公子看着我,片刻,忽而道:“霓生,你从前在我身边,甚辛苦是么?”

我讶然,问:“公子何出此言?”

公子的脸上浮起一丝苦笑:“不过是离了你之后,我才发觉事事做起来皆不简单。”

我听着,只觉话中有话,正想再问,公子却道:“霓生,你回我身边来,好么?”

说实话,他说出这句话,我并不觉得奇怪。公子出现在万安馆的那一刻,我便已经有这般预感。

那目光满是企盼,正似当年我离开雒阳前最后一次跟他见面的时候,他说他要跟我走。

“霓生……”公子似考虑着措辞,喉结动了动,少顷,注视着我,目光不定,却灼灼生辉,“我从前便想告诉你,我不想娶公主,乃是因我只想与你共度此生。”

我愣住,呆呆地望着公子。

全无预兆的,无论是心跳还是血气,皆瞬间如沸起的水,翻跃起来。

公子全无闪躲之意,直直地与我对视。

天光下,他的脸上泛着我从所未见的晕红,连耳朵也透着血色。

“霓生,”他似乎怕我不信,忙道,“我早已搬离了桓府,无人可动你。我不会让任何人欺负你,你可去做你喜欢的事,自由自在,亦不必再东躲西藏。”

我不知该说什么好,猝不及防,心中却好似灌满了糖。

许久以来的思念和梦境,似乎在这短短的一瞬都有了着落。而所有的辛苦,都已经烟消云散。而经历辛苦时,我心中真正牵挂的人,如今正坐在我面前,用世间最美好的言语告诉我,他也一样心中有我。

我觉得我此时的脸上,大约只有心满意足的傻笑。可此时,眼底却骤然地升起一股雾气,我忙眨了眨眼睛,不让它跑出来。

“霓生?”大约是看我不说话,公子有些着急,手上紧了紧。

我张了张口,只觉那声音轻飘飘的,仿佛不是自己:“我……我知晓。”

公子目光定住。

我忍着面上的烧灼,小声道:“我也只想与公子共度此生。”

那双眸中的期待之色登时化为热切的惊喜,似乎能将人熔化。下一瞬,我和公子之前的那张小案倏而被推开,公子拉过我的手,一把将我揽入了怀中。
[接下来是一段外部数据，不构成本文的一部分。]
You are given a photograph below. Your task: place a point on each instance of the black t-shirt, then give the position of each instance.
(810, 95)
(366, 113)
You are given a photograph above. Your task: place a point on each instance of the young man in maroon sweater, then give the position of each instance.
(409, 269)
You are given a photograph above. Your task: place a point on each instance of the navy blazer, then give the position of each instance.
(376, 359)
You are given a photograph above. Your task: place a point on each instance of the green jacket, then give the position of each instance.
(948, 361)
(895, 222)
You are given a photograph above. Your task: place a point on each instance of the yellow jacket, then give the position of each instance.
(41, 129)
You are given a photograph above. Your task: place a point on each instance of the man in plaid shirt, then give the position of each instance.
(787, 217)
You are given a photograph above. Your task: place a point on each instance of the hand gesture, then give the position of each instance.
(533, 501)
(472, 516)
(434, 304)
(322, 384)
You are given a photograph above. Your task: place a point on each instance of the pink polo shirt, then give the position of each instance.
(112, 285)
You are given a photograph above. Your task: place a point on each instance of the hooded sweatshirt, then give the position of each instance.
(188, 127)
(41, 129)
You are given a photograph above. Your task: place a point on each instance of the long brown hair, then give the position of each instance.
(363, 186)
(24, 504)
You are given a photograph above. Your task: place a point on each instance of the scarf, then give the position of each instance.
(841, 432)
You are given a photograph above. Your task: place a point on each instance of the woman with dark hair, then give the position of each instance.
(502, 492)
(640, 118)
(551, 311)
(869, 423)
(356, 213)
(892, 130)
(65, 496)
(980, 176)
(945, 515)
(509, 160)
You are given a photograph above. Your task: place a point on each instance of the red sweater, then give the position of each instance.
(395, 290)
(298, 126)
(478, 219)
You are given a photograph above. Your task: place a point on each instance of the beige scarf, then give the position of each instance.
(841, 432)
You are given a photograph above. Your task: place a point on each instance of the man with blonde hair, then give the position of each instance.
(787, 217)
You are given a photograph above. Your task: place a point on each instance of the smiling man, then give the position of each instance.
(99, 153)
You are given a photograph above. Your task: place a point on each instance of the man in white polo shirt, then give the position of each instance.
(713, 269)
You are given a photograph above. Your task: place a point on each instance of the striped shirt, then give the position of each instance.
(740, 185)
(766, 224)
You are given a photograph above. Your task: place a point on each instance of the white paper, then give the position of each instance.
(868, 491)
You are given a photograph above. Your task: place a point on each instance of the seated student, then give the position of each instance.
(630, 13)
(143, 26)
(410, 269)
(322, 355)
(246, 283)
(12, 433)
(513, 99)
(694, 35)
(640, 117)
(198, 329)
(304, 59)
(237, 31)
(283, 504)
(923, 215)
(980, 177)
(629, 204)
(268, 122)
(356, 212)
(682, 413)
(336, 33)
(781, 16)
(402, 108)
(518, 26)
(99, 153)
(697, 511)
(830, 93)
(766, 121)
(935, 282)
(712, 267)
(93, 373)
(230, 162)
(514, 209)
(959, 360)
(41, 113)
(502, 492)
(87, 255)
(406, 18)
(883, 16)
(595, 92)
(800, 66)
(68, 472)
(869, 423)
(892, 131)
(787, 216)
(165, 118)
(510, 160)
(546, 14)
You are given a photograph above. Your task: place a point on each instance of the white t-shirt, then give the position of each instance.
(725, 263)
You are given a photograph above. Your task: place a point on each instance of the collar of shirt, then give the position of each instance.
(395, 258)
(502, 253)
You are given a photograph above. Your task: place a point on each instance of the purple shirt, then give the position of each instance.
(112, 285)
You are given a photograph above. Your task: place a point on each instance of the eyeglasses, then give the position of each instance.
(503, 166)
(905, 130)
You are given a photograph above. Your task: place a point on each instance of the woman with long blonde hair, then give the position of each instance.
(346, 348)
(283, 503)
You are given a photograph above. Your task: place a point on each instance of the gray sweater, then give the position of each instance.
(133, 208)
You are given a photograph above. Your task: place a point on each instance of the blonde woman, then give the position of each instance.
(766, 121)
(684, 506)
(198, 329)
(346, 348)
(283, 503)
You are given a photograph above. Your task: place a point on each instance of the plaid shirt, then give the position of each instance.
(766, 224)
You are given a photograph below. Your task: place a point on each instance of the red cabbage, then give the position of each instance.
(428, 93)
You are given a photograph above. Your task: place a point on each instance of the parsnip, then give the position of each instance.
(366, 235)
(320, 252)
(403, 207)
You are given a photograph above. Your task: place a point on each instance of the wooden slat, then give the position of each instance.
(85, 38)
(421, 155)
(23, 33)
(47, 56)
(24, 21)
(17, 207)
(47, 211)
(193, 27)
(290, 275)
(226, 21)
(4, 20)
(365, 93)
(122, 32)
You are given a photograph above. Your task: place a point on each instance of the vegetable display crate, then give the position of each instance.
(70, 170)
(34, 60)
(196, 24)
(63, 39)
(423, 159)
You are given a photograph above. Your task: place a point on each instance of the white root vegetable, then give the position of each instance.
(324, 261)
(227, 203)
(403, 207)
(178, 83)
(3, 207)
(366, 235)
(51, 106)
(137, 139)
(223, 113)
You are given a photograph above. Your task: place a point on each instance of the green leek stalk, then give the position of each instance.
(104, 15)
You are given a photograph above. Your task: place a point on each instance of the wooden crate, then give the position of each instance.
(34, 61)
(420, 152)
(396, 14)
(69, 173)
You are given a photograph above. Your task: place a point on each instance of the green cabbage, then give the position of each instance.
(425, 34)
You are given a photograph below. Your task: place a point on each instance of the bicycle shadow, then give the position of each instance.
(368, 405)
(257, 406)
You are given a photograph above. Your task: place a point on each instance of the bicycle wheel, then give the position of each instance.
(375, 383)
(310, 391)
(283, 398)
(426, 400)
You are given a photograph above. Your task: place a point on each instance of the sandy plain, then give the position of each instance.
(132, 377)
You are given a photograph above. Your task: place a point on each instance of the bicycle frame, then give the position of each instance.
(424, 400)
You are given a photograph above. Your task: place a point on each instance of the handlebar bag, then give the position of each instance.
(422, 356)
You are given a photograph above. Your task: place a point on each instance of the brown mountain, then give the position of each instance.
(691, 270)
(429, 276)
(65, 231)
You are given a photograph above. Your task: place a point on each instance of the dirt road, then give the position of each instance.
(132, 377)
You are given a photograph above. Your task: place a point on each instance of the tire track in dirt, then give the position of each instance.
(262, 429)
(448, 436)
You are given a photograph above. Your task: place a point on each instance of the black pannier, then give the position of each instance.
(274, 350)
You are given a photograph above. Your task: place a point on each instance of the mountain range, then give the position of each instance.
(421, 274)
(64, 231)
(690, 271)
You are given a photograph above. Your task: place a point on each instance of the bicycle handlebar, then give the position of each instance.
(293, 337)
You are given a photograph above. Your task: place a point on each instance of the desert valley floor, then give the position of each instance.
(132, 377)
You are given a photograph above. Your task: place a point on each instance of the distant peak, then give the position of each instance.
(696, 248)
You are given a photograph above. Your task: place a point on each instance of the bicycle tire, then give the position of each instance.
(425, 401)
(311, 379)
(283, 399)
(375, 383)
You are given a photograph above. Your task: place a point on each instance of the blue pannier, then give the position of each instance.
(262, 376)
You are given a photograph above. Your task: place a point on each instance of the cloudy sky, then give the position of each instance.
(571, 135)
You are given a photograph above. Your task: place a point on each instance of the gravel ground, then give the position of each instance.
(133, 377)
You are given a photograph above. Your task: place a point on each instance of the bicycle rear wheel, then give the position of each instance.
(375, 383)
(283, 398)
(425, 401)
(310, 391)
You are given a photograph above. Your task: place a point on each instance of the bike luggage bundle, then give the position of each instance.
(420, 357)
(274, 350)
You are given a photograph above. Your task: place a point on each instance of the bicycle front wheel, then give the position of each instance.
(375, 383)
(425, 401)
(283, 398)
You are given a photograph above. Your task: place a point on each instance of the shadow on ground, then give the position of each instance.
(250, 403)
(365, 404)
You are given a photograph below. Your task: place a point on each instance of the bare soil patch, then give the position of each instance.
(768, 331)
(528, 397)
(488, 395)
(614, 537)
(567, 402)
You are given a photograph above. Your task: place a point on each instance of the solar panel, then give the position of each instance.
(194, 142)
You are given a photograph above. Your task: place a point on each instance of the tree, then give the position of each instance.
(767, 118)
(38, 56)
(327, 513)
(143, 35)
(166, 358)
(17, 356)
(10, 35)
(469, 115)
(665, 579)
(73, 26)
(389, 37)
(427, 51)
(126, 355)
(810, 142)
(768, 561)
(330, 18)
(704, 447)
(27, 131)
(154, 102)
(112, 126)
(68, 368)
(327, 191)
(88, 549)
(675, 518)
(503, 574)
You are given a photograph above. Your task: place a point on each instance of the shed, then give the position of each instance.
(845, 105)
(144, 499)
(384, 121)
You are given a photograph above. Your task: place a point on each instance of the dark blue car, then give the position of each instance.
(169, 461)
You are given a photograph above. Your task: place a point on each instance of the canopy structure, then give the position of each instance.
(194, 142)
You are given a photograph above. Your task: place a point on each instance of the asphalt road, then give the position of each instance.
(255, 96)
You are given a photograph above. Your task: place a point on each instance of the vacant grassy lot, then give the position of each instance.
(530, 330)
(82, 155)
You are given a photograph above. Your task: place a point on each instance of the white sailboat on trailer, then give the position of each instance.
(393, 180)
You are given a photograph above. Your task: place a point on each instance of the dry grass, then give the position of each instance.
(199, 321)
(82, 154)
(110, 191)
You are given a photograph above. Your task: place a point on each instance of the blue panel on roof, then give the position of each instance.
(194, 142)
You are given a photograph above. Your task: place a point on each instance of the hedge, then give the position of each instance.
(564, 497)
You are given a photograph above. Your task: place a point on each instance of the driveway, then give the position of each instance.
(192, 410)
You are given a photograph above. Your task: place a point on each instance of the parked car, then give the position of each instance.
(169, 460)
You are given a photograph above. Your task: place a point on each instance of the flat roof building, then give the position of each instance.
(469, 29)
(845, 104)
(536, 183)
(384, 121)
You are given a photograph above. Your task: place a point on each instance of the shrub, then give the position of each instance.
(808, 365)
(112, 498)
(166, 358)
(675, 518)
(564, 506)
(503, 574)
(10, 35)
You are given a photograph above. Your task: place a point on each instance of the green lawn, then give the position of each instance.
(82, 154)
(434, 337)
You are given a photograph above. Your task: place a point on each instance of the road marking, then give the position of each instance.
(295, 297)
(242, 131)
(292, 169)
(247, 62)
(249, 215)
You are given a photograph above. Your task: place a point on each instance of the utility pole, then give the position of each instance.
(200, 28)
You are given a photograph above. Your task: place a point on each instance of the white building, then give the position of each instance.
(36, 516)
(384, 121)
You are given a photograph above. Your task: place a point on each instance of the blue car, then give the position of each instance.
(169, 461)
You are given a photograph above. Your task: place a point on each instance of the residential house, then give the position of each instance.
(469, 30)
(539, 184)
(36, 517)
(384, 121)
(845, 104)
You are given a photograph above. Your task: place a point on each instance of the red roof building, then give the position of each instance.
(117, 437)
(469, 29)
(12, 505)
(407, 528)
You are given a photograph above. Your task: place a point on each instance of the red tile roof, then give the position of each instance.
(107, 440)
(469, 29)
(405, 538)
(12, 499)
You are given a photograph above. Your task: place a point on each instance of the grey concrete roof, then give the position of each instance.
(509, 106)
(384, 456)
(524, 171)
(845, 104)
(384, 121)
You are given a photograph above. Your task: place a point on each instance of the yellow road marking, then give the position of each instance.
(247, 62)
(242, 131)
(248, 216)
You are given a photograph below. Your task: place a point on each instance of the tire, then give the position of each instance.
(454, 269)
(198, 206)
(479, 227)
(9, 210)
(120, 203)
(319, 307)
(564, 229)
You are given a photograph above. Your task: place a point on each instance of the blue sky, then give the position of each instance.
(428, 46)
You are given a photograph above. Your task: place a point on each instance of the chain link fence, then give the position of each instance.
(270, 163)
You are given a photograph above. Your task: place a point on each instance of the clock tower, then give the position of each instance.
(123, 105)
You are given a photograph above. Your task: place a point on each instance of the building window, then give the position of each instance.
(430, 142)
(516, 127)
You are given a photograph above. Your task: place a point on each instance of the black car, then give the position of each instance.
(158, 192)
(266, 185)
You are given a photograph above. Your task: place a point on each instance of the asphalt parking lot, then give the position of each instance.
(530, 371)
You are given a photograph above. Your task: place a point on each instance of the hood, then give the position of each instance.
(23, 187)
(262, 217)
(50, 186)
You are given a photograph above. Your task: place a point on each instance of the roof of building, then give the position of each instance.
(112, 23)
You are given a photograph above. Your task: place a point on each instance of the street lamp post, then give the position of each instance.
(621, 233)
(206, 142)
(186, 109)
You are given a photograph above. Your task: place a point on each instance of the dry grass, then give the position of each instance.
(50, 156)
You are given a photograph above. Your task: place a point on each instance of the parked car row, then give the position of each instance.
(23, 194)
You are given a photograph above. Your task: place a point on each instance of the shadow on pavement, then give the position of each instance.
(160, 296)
“霓生,霓生……”他紧紧抱着我,却又似小心翼翼,用嘴唇亲吻我的发际。

我在他的怀中闭了闭眼睛,片刻,却将他推开。

公子露出讶色。

“公子,”我咬了咬唇,道,“可我不会回雒阳,也不可与公子成婚。”

公子面色微变,盯着我:“为何?”

我说:“公子可还记得王璪?”

公子看着我,目光一动。

我知道他记得。

王璪,字季宝,出身琅琊王氏,算是桓瓖的表叔。在大约十几年前,公子刚刚成名的时候,被誉为天下第一名士的人,就是王璪。

那时,他跟公子一样,无论才情相貌,皆为人称赞。仕途亦平坦顺遂,年纪轻轻,已经做上了五品的官位。当然,他不似公子一般命运多舛,背个二十五才能成婚的恶谶,以致孤身至今。王璪十几岁的时候,就已经娶妇,乃是个名门闺秀。但这位妻子在成婚数年之后就离世了,没有留下儿女。先帝对王璪很是喜欢,曾想将他召为驸马,但王璪口称得病,将皇家的面子推了。没多久,却传来了他与府中一个侍婢好上了的消息。本来贵胄子弟被传出这样的事也没什么,有两三个妾侍乃是人之常情。但王璪却与别人不一样,不但将那侍婢放奴抬籍,还要将她娶为妻室。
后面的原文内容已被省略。